Die versehentliche Liquidation überhaupt nicht erbrachter Leistungen dürfte in der Abrechnungspraxis vergleichsweise einfach zu vermeiden sein. Anders jedoch verhält es sich häufig bspw. beim richtigen Ansatz von Steigerungsfaktoren der GOÄ (Stichwort: „nicht so“ erbrachte Leistungen), wenn diese auch bei der Privatliquidation zu Grunde gelegt werden.
Ebenso gilt bei erfolgter GOÄ-Bezugnahme auch im Rahmen der Privatliquidation die grundsätzliche Pflicht zur persönlichen Leistungserbringung (Stichwort: „nicht selbst“ erbrachte Leistungen). Eingekaufte Speziallaborleistungen Dritter oder Therapieleistungen, die nicht unter Aufsicht und nach fachlicher Weisung des Arztes erbracht wurden, dürfen von diesem dann auch nicht privat abgerechnet werden.
Bei alledem habe in dem entschiedenen Fall der Irrtum des insoweit getäuschten Patienten – wie wohl stets – darin bestanden, dass er auf die Richtigkeit und Ordnungsgemäßheit der an ihn adressierten Abrechnungen vertraute.
Nach dem Judikat des BGH habe der Privatpatient ebenso wie der gesetzlich Krankenversicherte dabei bereits dadurch einen Schaden erlitten, dass die erbrachte Leistung mangels Abrechenbarkeit nach GOÄ nicht zum Entstehen eines Zahlungsanspruches des Arztes diesem gegenüber führt, denn „Für privatärztliche Leistungen, für die es weder einen Verkehrswert noch einen (objektiven) Markt oder einen von den Vertragsparteien frei zu vereinbarenden Preis gibt, bestimmen die materiellrechtlichen Normen zur Abrechenbarkeit der Leistungen, namentlich der GOÄ, zugleich deren wirtschaftlichen Wert.
Im nicht-juristischen Klartext bedeutet dies: Wäre also die in Rechnung gestellte ärztliche Leistung gegenüber der gesetzlichen Krankenversicherung wegen fehlender Erfüllung der Abrechnungstatbestände der GOÄ nicht abrechenbar, hat sie auch für den Privatpatienten keinen wirtschaftlichen Wert.
Darauf, dass er diese Leistungen gleichwohl in Anspruch genommen hat, solle es nach dem BGH dabei auch für den Privatpatienten nicht ankommen, denn er habe damit etwas „wertloses“ erlangt, das er gleichwohl bezahlen soll.
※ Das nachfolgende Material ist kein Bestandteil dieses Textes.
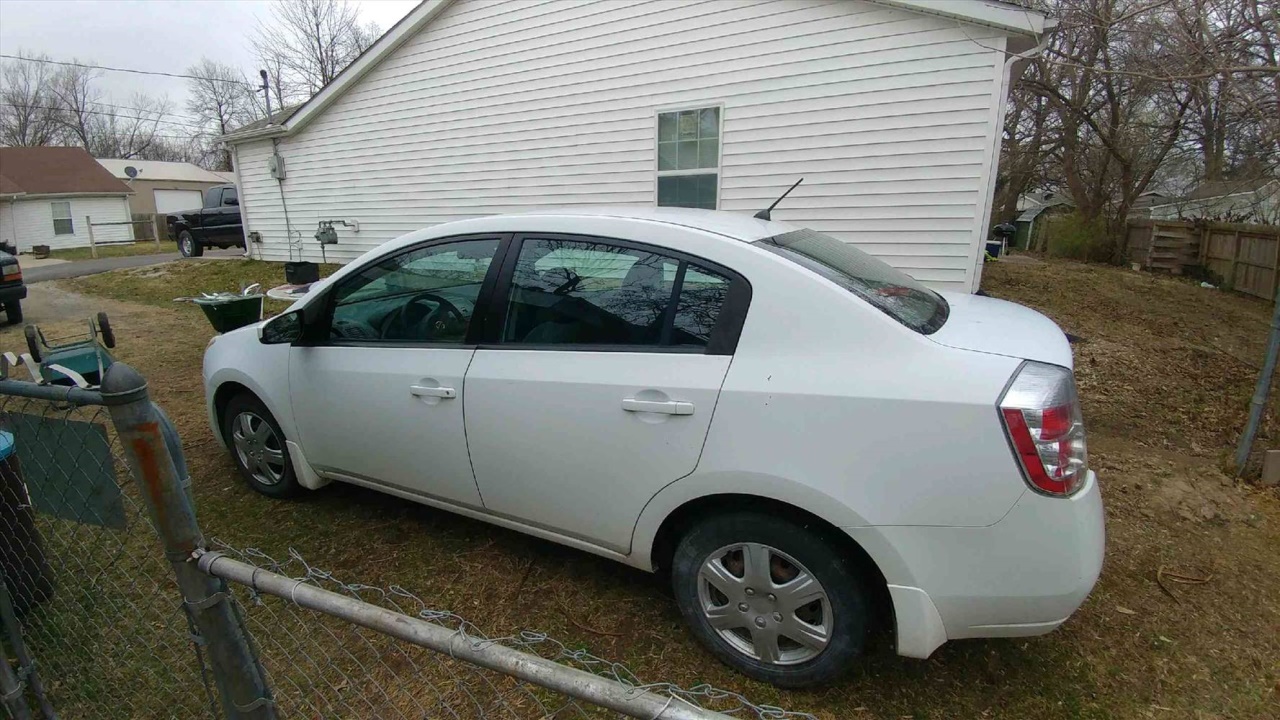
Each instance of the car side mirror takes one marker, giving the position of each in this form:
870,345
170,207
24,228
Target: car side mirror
282,329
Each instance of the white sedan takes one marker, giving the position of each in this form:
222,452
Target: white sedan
809,442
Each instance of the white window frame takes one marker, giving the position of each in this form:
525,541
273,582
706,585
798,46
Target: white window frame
720,153
69,218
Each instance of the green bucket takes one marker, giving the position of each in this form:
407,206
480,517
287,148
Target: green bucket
231,311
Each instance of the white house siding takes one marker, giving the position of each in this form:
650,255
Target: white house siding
33,220
496,106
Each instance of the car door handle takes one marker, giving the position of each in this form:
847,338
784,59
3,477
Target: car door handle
667,408
423,391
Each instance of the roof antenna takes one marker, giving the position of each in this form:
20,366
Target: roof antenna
764,214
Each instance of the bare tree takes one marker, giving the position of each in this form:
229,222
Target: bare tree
307,42
220,99
28,109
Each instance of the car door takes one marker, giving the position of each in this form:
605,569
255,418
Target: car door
598,384
378,395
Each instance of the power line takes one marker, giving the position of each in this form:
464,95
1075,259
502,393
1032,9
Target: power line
124,69
108,114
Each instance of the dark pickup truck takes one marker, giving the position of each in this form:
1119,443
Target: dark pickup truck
12,288
216,224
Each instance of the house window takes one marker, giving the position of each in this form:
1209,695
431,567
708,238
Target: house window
63,218
689,158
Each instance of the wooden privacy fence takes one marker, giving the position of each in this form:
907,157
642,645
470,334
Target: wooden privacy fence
1244,258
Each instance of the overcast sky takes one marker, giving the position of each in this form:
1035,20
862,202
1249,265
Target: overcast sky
151,35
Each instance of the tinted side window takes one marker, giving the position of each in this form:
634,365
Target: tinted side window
426,295
581,292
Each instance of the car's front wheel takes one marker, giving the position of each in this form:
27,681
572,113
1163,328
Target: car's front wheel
257,447
771,598
188,246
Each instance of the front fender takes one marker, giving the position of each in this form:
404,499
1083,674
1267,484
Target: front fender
704,484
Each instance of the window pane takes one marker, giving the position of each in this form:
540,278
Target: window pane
708,122
688,156
667,192
572,292
666,127
689,124
666,155
708,153
700,300
423,296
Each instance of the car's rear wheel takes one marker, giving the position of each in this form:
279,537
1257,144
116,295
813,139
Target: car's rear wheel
771,598
257,447
188,246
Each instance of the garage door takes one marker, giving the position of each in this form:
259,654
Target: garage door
177,200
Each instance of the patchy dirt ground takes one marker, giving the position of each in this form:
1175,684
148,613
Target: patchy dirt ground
1184,623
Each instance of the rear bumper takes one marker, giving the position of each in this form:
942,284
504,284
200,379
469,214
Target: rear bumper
1023,575
8,294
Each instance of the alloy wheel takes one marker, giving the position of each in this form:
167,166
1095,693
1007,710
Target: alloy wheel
764,604
259,447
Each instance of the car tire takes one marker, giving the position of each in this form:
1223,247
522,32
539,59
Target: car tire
732,541
188,246
104,328
252,447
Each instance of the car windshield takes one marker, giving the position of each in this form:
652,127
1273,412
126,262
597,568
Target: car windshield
891,291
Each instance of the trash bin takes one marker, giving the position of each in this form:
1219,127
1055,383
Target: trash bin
22,551
227,311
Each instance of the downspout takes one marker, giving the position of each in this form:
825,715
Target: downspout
288,226
1050,24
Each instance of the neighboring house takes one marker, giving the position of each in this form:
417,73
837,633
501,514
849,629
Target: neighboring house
164,187
48,196
1036,206
891,110
1242,201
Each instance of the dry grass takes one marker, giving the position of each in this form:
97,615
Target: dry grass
141,247
1165,370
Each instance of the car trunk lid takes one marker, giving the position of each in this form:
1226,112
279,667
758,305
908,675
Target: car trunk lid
999,327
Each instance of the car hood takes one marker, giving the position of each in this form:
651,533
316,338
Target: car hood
999,327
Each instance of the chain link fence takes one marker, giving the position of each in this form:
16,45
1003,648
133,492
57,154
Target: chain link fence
88,605
101,620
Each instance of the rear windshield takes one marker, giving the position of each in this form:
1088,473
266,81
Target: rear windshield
891,291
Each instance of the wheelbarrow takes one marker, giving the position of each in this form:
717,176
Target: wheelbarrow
65,360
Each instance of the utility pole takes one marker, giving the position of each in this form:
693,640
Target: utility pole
266,94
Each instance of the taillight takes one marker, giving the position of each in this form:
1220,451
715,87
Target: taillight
1042,418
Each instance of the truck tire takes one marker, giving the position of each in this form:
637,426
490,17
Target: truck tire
190,246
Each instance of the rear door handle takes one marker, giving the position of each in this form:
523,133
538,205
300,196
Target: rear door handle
423,391
667,408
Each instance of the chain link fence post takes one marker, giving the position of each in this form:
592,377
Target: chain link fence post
145,434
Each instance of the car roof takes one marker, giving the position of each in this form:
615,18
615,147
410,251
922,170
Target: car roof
735,226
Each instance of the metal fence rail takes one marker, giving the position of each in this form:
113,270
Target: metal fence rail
104,621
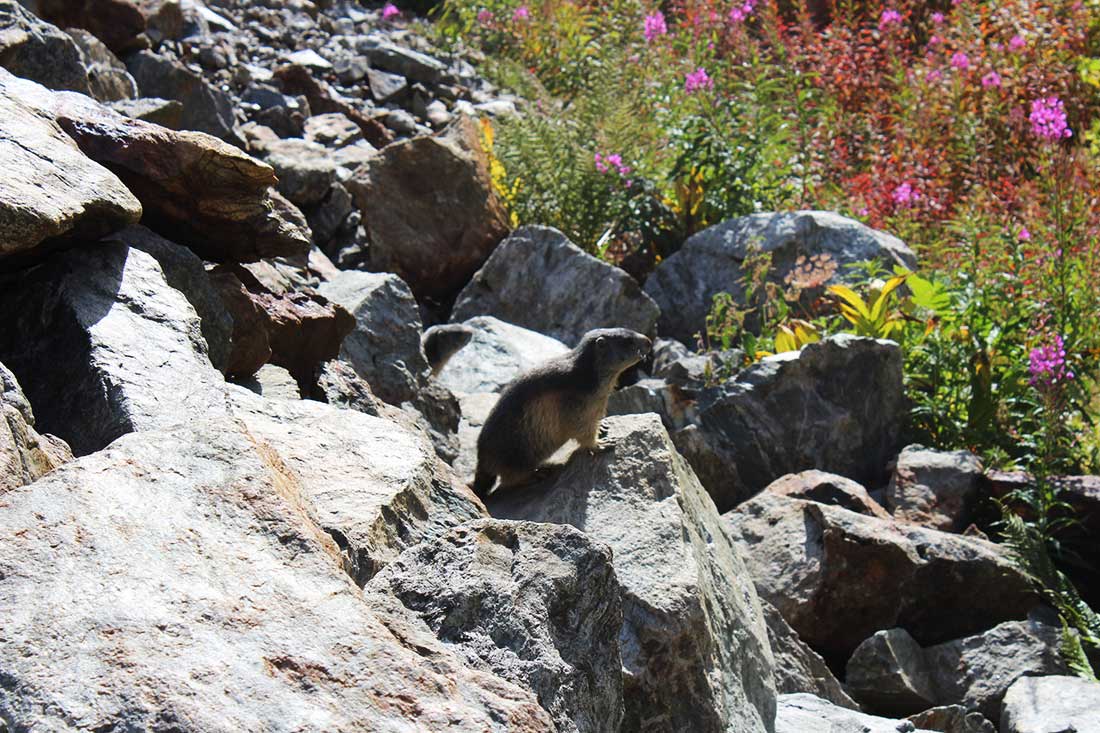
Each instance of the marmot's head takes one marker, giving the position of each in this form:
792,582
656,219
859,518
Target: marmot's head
614,350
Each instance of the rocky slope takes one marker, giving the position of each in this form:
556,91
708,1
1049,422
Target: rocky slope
233,493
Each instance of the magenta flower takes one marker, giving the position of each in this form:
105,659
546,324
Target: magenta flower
1047,364
697,79
889,17
1048,119
655,26
739,12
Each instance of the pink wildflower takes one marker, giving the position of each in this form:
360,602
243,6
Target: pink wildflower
655,26
1048,119
697,79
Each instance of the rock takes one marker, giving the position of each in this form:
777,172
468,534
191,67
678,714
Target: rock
37,51
374,485
889,675
711,261
576,292
805,713
803,557
430,209
50,188
103,347
235,216
953,719
206,108
117,23
385,345
798,667
1051,704
496,353
108,78
827,489
976,671
836,405
935,488
694,647
24,455
184,271
237,613
537,604
164,112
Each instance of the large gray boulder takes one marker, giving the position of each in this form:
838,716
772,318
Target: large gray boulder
497,353
537,604
805,713
837,577
1052,704
836,405
24,455
694,645
935,488
539,280
711,262
177,580
35,50
103,347
50,188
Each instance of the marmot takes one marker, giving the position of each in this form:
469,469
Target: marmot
540,409
441,342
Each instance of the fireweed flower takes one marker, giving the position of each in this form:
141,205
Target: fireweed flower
1047,364
1048,119
655,26
889,17
696,80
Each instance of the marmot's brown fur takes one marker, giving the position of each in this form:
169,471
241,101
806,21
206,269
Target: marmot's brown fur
560,400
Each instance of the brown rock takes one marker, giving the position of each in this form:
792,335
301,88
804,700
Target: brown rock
430,209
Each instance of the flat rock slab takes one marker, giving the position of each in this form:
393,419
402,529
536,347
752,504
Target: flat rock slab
694,646
537,604
103,346
539,280
176,580
837,577
50,188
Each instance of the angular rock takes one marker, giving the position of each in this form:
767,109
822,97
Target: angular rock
374,485
37,51
234,216
537,604
108,78
102,347
798,667
576,292
805,713
24,455
237,614
836,405
890,675
805,558
48,188
711,262
1051,704
206,108
430,209
827,489
935,488
694,646
496,354
976,671
385,345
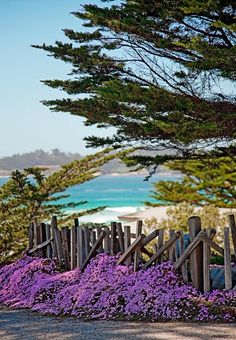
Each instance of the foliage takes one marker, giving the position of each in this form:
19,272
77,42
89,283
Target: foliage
206,181
156,71
30,196
177,218
107,291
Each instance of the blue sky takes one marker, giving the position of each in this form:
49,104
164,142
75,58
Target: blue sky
25,124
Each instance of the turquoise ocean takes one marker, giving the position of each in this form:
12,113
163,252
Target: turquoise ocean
121,195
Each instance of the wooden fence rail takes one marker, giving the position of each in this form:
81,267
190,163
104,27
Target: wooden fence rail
76,246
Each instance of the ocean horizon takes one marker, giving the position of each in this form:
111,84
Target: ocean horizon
121,194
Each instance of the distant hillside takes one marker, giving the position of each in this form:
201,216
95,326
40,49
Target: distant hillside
37,158
54,159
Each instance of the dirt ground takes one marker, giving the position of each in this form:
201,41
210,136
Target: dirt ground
24,324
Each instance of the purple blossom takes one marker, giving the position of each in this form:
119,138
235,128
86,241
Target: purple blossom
108,291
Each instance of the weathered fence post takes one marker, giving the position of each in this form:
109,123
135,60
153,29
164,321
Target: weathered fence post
173,247
64,238
196,257
137,254
206,266
48,237
232,225
127,242
160,242
73,246
181,252
31,235
57,237
227,260
120,236
113,238
79,242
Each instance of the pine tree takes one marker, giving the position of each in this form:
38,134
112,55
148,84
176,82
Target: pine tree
205,182
31,196
155,70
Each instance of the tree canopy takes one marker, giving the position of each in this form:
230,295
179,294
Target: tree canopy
161,72
205,182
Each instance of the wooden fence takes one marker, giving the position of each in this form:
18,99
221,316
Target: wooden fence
76,246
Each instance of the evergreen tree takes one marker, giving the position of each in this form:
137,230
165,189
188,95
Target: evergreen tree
204,182
31,196
156,71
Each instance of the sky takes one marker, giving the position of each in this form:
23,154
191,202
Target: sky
25,124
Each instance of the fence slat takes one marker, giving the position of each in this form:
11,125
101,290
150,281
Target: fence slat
227,260
73,247
93,249
182,250
136,244
160,242
39,247
160,251
57,237
107,241
113,238
80,250
31,235
206,266
196,257
232,225
99,231
191,247
138,254
65,247
127,241
120,235
86,241
48,237
172,248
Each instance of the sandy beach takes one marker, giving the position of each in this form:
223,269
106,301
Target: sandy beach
160,213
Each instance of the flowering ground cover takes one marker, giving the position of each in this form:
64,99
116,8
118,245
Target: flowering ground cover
107,291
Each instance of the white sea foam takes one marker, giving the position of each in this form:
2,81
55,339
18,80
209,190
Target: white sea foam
109,214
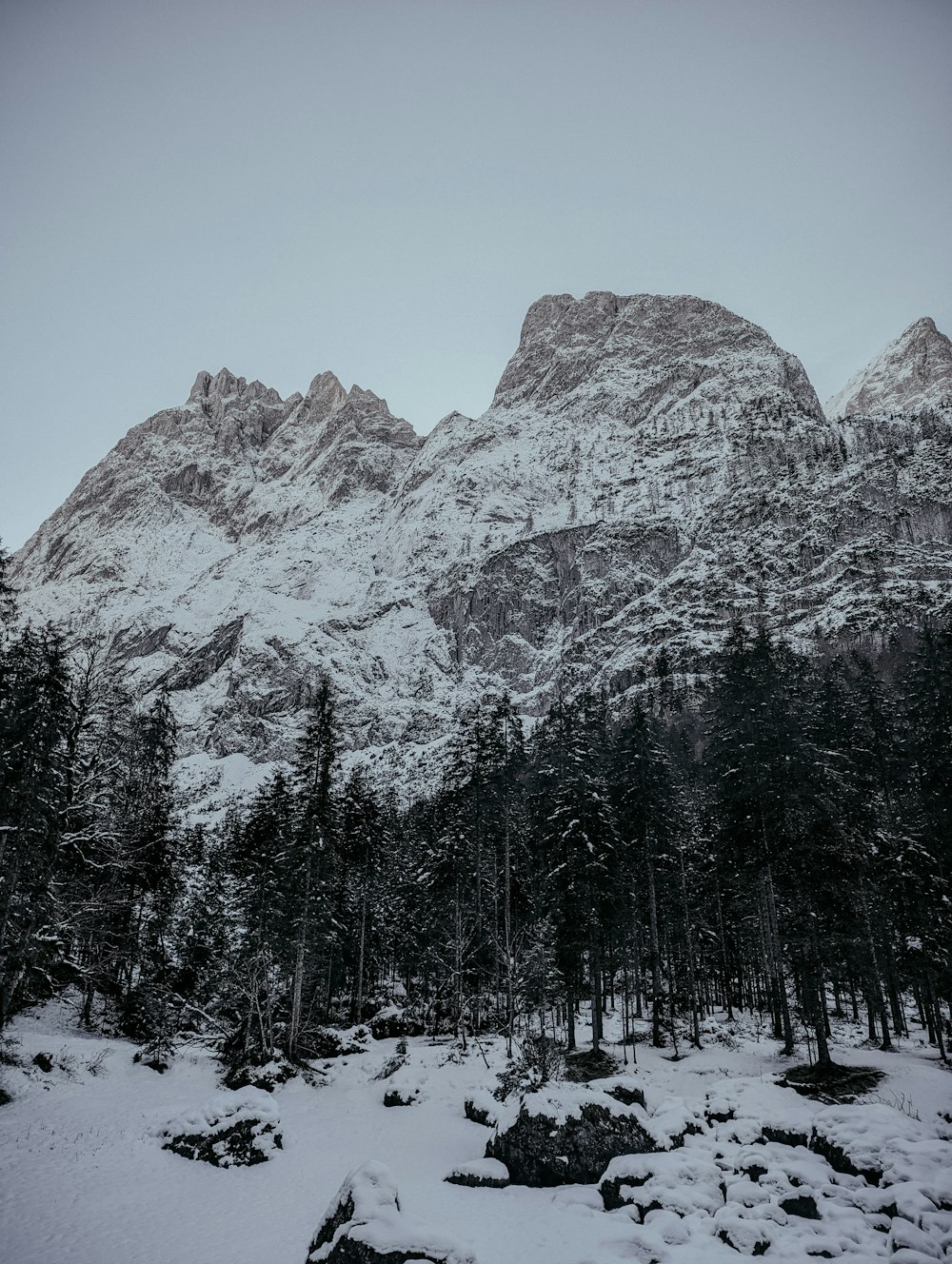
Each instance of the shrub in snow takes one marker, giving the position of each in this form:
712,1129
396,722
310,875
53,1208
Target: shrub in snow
266,1076
401,1096
482,1109
566,1136
235,1129
332,1043
536,1060
627,1090
681,1181
365,1224
856,1139
395,1021
481,1175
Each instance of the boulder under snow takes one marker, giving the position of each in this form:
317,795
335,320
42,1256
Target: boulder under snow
234,1129
365,1224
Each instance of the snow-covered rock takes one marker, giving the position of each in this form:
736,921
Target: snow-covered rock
650,468
566,1136
366,1225
912,374
481,1175
234,1129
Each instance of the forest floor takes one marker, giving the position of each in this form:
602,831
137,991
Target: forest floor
84,1177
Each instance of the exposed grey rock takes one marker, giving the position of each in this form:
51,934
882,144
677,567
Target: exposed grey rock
909,376
650,469
570,1147
366,1224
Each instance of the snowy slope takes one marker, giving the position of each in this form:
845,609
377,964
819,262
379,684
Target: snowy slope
650,468
84,1175
913,373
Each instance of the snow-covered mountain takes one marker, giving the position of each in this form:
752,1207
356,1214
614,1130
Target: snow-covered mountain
650,468
912,374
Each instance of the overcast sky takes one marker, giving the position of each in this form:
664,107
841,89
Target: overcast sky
382,188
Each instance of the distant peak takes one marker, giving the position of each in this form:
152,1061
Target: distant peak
224,385
923,325
909,374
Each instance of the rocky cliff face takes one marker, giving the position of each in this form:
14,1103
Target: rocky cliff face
910,376
650,468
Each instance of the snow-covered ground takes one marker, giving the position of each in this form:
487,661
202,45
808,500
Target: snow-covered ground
84,1177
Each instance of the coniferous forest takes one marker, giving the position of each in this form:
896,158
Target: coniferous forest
773,839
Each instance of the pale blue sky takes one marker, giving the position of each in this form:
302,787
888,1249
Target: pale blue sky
381,188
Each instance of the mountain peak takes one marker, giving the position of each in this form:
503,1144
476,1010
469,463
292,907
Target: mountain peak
573,349
910,374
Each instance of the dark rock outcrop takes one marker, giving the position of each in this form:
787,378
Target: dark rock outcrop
545,1147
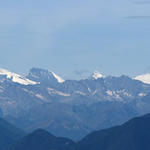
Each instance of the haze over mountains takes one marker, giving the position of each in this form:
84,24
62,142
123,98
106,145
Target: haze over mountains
70,108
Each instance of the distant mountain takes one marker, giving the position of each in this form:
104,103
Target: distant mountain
63,107
133,135
42,140
44,76
144,78
5,74
9,134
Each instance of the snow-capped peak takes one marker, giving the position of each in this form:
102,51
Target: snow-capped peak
59,79
96,75
16,78
144,78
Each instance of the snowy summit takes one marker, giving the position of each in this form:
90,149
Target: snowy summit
59,79
96,75
16,78
144,78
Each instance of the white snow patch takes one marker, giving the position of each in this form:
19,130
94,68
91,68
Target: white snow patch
39,96
16,78
52,91
79,92
109,93
144,78
96,75
141,94
59,79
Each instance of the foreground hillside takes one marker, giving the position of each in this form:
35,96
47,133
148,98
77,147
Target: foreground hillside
9,134
133,135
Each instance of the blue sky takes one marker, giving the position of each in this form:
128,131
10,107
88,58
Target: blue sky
74,38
Insoweit gilt das bereits aus dem Vertragsarztrecht bekannte Kompensationsverbot auch dann, wenn die privatliquidierten Leistungen nach den Regeln der ärztlichen Kunst bzw. in fehlerfreier Weise dem Privatpatienten zugekommen sind.
Fazit:
Freilich bedarf es zur Annahme der Betrugsstrafbarkeit bei nicht einwandfreien ärztlichen Liquidationen eines vorsätzlichen Verhaltens. Oftmals wird die Frage nach dem Unterschied zwischen Versehen und Vorsatz allerdings erst im Rahmen eines bereits eröffneten Ermittlungsverfahrens oder gar einer öffentlichen Hauptverhandlung vor Gericht behandelt. Will man eine solche – zweifelsohne belastende und selbst bei positivem Ausgang häufig reputationsschädigende – Situation von vorneherein vermeiden, tut der umsichtige Mediziner zumeist gut daran, in Abrechnungsbelangen vorsorglich versierte Beratung in Anspruch zu nehmen und die Behörden in Zweifelsfällen auf den Rat der von ihm konsultierten medizinrechtlich ausgerichteten Juristen zu verweisen.